For commentators, the discussion on Britain has been one of declining global influence for much of the past half-century. In the wake of the financial crisis, many voices can now be heard prophesying a similar fate for the country’s economy in the years to come.
In May 2007, British equities represen-ted 40 per cent of the aggressive portfolio, 42 per cent of the balanced and 35 per cent of the cautious. Bar a couple of temporary blips, these weightings have been reduced during each rebalancing, falling to 26 per cent, 26 per cent and 25 per cent respectively in November this year.
The falls suggest panellists have been reallocating their portfolios towards markets where they see better prospects for growth. While Britain has fallen out of favour, the Asia Pacific region has gone from representing 11 per cent of the aggressive portfolio, 7 per cent of the balanced and 2 per cent of the cautious to 16 per cent, 9 per cent and 4 per cent respectively. There has also been a noticeable increase in allocation towards the so-called “other international equities” across the portfolios.
Chartwell investment research manager and AFI panellist James Davies says: “We are less exposed to the UK than we were a few years ago. We have been moving towards a more globally diversified portfolio.”

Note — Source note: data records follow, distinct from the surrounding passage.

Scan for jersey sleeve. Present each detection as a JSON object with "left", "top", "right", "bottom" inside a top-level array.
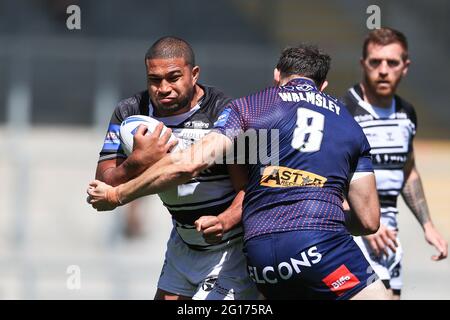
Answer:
[
  {"left": 98, "top": 106, "right": 127, "bottom": 162},
  {"left": 214, "top": 103, "right": 245, "bottom": 140},
  {"left": 354, "top": 130, "right": 373, "bottom": 172}
]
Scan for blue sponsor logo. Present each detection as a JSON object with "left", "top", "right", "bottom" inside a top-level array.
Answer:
[
  {"left": 214, "top": 108, "right": 231, "bottom": 127},
  {"left": 102, "top": 124, "right": 120, "bottom": 151}
]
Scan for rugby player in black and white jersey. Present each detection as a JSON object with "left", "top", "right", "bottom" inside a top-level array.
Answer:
[
  {"left": 343, "top": 28, "right": 448, "bottom": 299},
  {"left": 96, "top": 37, "right": 259, "bottom": 300}
]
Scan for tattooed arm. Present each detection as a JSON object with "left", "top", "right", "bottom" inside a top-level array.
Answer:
[{"left": 402, "top": 151, "right": 448, "bottom": 261}]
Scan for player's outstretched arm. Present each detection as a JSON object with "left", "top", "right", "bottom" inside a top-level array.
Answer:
[
  {"left": 88, "top": 132, "right": 232, "bottom": 211},
  {"left": 402, "top": 152, "right": 448, "bottom": 261},
  {"left": 195, "top": 165, "right": 248, "bottom": 243},
  {"left": 346, "top": 173, "right": 380, "bottom": 235},
  {"left": 95, "top": 122, "right": 176, "bottom": 186}
]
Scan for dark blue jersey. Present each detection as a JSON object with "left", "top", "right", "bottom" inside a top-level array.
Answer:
[{"left": 215, "top": 78, "right": 372, "bottom": 239}]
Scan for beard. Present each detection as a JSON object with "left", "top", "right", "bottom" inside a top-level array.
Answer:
[
  {"left": 152, "top": 89, "right": 194, "bottom": 116},
  {"left": 365, "top": 75, "right": 398, "bottom": 97}
]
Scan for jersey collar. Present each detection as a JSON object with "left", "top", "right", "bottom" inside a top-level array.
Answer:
[{"left": 282, "top": 77, "right": 317, "bottom": 91}]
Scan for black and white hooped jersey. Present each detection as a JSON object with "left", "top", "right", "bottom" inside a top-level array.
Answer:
[
  {"left": 343, "top": 85, "right": 417, "bottom": 214},
  {"left": 99, "top": 86, "right": 242, "bottom": 250}
]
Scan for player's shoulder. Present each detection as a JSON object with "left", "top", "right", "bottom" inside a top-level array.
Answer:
[
  {"left": 115, "top": 90, "right": 149, "bottom": 120},
  {"left": 395, "top": 95, "right": 417, "bottom": 123},
  {"left": 199, "top": 84, "right": 232, "bottom": 122},
  {"left": 339, "top": 84, "right": 366, "bottom": 116},
  {"left": 233, "top": 86, "right": 281, "bottom": 107}
]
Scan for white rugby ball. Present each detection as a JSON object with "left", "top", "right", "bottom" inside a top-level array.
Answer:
[{"left": 120, "top": 115, "right": 178, "bottom": 156}]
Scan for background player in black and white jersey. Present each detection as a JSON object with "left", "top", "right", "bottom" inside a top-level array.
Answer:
[
  {"left": 92, "top": 37, "right": 259, "bottom": 300},
  {"left": 344, "top": 28, "right": 448, "bottom": 299}
]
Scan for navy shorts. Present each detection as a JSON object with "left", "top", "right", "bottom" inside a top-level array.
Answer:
[{"left": 244, "top": 231, "right": 378, "bottom": 300}]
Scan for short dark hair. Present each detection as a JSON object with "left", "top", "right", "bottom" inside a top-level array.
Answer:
[
  {"left": 145, "top": 36, "right": 195, "bottom": 67},
  {"left": 277, "top": 44, "right": 331, "bottom": 85},
  {"left": 363, "top": 28, "right": 408, "bottom": 61}
]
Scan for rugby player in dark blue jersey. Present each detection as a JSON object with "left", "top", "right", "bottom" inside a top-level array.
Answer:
[{"left": 88, "top": 46, "right": 388, "bottom": 299}]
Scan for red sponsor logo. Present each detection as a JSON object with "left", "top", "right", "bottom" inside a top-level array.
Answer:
[{"left": 322, "top": 264, "right": 360, "bottom": 297}]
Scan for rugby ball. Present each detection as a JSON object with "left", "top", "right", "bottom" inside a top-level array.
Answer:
[{"left": 120, "top": 115, "right": 178, "bottom": 156}]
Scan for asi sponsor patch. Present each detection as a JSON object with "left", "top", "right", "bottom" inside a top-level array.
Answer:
[
  {"left": 322, "top": 264, "right": 360, "bottom": 297},
  {"left": 214, "top": 108, "right": 231, "bottom": 127},
  {"left": 260, "top": 166, "right": 327, "bottom": 188}
]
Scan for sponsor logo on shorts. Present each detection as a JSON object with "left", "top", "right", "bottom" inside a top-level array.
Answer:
[
  {"left": 260, "top": 166, "right": 327, "bottom": 188},
  {"left": 247, "top": 246, "right": 322, "bottom": 284},
  {"left": 322, "top": 264, "right": 360, "bottom": 297},
  {"left": 202, "top": 277, "right": 217, "bottom": 292}
]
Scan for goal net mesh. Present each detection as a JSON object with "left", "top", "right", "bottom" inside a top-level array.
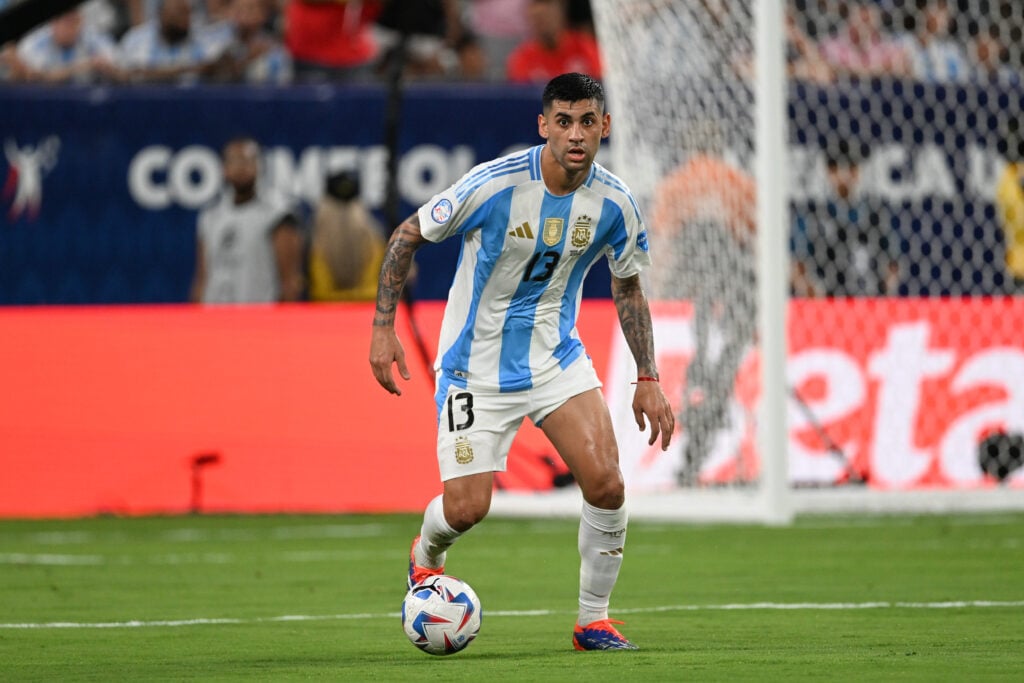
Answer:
[{"left": 593, "top": 0, "right": 1024, "bottom": 501}]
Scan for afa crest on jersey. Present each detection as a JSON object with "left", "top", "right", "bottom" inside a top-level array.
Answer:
[
  {"left": 430, "top": 199, "right": 452, "bottom": 223},
  {"left": 541, "top": 218, "right": 565, "bottom": 247}
]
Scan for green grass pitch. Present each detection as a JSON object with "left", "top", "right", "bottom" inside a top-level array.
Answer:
[{"left": 0, "top": 513, "right": 1024, "bottom": 683}]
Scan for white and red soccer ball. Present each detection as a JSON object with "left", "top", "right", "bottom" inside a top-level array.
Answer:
[{"left": 401, "top": 574, "right": 481, "bottom": 654}]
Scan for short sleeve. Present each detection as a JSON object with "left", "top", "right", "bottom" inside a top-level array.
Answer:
[{"left": 605, "top": 197, "right": 650, "bottom": 280}]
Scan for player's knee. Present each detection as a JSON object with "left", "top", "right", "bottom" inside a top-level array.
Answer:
[
  {"left": 583, "top": 469, "right": 626, "bottom": 510},
  {"left": 444, "top": 496, "right": 490, "bottom": 532}
]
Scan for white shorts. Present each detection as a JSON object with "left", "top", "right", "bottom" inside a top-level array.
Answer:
[{"left": 437, "top": 354, "right": 601, "bottom": 481}]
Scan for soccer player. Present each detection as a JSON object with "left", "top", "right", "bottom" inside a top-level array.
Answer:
[{"left": 370, "top": 73, "right": 675, "bottom": 650}]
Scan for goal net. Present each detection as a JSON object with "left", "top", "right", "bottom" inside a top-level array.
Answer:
[{"left": 593, "top": 0, "right": 1024, "bottom": 520}]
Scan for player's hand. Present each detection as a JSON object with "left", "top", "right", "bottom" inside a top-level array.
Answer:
[
  {"left": 370, "top": 327, "right": 412, "bottom": 396},
  {"left": 633, "top": 382, "right": 676, "bottom": 451}
]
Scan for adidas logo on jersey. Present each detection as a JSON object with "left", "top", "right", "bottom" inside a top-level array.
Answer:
[{"left": 509, "top": 220, "right": 534, "bottom": 240}]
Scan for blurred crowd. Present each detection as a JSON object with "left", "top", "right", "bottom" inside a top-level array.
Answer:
[
  {"left": 786, "top": 0, "right": 1024, "bottom": 83},
  {"left": 0, "top": 0, "right": 1024, "bottom": 84},
  {"left": 0, "top": 0, "right": 601, "bottom": 85}
]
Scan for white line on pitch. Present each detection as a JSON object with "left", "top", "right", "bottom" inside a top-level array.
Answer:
[{"left": 0, "top": 600, "right": 1024, "bottom": 630}]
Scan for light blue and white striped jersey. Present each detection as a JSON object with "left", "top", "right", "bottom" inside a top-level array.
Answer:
[
  {"left": 17, "top": 24, "right": 117, "bottom": 82},
  {"left": 121, "top": 20, "right": 219, "bottom": 83},
  {"left": 419, "top": 145, "right": 650, "bottom": 391}
]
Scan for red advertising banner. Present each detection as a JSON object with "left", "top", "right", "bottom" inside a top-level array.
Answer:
[{"left": 0, "top": 298, "right": 1024, "bottom": 517}]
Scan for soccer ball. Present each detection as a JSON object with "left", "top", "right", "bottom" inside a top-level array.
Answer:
[{"left": 401, "top": 574, "right": 481, "bottom": 654}]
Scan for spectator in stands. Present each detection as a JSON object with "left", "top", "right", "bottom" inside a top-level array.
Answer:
[
  {"left": 466, "top": 0, "right": 529, "bottom": 81},
  {"left": 995, "top": 118, "right": 1024, "bottom": 295},
  {"left": 507, "top": 0, "right": 601, "bottom": 83},
  {"left": 17, "top": 8, "right": 118, "bottom": 83},
  {"left": 377, "top": 0, "right": 464, "bottom": 79},
  {"left": 309, "top": 172, "right": 385, "bottom": 301},
  {"left": 821, "top": 0, "right": 910, "bottom": 78},
  {"left": 785, "top": 5, "right": 835, "bottom": 83},
  {"left": 120, "top": 0, "right": 219, "bottom": 84},
  {"left": 905, "top": 0, "right": 971, "bottom": 83},
  {"left": 968, "top": 22, "right": 1024, "bottom": 84},
  {"left": 285, "top": 0, "right": 381, "bottom": 83},
  {"left": 792, "top": 139, "right": 899, "bottom": 297},
  {"left": 452, "top": 31, "right": 490, "bottom": 82},
  {"left": 190, "top": 137, "right": 305, "bottom": 304},
  {"left": 650, "top": 121, "right": 757, "bottom": 485},
  {"left": 208, "top": 0, "right": 292, "bottom": 85}
]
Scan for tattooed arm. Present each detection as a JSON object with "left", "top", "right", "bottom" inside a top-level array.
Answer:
[
  {"left": 370, "top": 214, "right": 426, "bottom": 396},
  {"left": 611, "top": 275, "right": 676, "bottom": 451}
]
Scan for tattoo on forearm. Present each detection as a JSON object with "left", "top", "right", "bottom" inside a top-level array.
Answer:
[
  {"left": 374, "top": 214, "right": 423, "bottom": 327},
  {"left": 611, "top": 275, "right": 657, "bottom": 377}
]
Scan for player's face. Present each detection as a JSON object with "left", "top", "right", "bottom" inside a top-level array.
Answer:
[
  {"left": 538, "top": 99, "right": 611, "bottom": 174},
  {"left": 224, "top": 142, "right": 259, "bottom": 189}
]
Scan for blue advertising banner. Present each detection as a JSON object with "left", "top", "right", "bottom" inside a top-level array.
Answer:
[
  {"left": 0, "top": 83, "right": 1024, "bottom": 305},
  {"left": 0, "top": 81, "right": 581, "bottom": 305}
]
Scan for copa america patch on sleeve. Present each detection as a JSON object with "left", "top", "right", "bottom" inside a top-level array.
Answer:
[{"left": 430, "top": 199, "right": 452, "bottom": 223}]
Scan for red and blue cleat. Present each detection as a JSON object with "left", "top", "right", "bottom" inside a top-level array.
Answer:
[
  {"left": 572, "top": 618, "right": 640, "bottom": 650},
  {"left": 408, "top": 537, "right": 444, "bottom": 590}
]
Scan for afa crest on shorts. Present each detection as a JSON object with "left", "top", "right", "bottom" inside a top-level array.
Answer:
[
  {"left": 569, "top": 215, "right": 593, "bottom": 249},
  {"left": 455, "top": 436, "right": 473, "bottom": 465}
]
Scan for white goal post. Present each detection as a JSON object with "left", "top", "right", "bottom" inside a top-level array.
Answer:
[{"left": 494, "top": 0, "right": 1024, "bottom": 524}]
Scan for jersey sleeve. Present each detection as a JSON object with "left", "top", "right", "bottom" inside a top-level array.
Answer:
[
  {"left": 418, "top": 166, "right": 488, "bottom": 243},
  {"left": 605, "top": 196, "right": 650, "bottom": 279}
]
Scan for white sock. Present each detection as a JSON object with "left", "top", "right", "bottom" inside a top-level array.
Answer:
[
  {"left": 413, "top": 496, "right": 462, "bottom": 569},
  {"left": 579, "top": 501, "right": 627, "bottom": 626}
]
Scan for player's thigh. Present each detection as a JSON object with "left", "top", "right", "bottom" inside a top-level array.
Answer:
[
  {"left": 541, "top": 389, "right": 624, "bottom": 508},
  {"left": 442, "top": 472, "right": 495, "bottom": 531}
]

The combination of concerns surrounding developed economies and strong emerging market performance has seen assets in emerging market products swell significantly and caused the erosion of some of the domestic bias that characterised portfolio construction in the past. What many inv-estors are doing is not moving wholesale into emerging markets but reflecting the growing presence of these markets in the global economy better in their portfolios.
With the allocation towards Britain in the AFI portfolios seemingly heading towards 20 per cent, a 50 per cent reduction from 2007, there are notes of caution.
Hargreaves Lansdown investment manager Ben Yearsley says: “The scale of the move surprises me. People have been moving away from the UK but I would expect the move to be more like 40 per cent to 35 per cent over that timeframe. It looks like chasing returns.”
Although the financial crisis has sharpened the focus onto strongly growing emerging economies and away from languishing developed markets, optimism must be constrained by a robust risk analysis.
Few would now argue against allowing China having a place in an investment portfolio. Equally few, however, can reasonably suggest that investing in the country comes without risk. Over 2008, Britain’s FTSE 100 index had its worst year on record, falling by 31.3 per cent, whereas the Shanghai Stock Exchange ended the year 65.2 per cent down.
The falls did not undermine the case for investing in the country but it was a stark reminder that there are no one-way bets.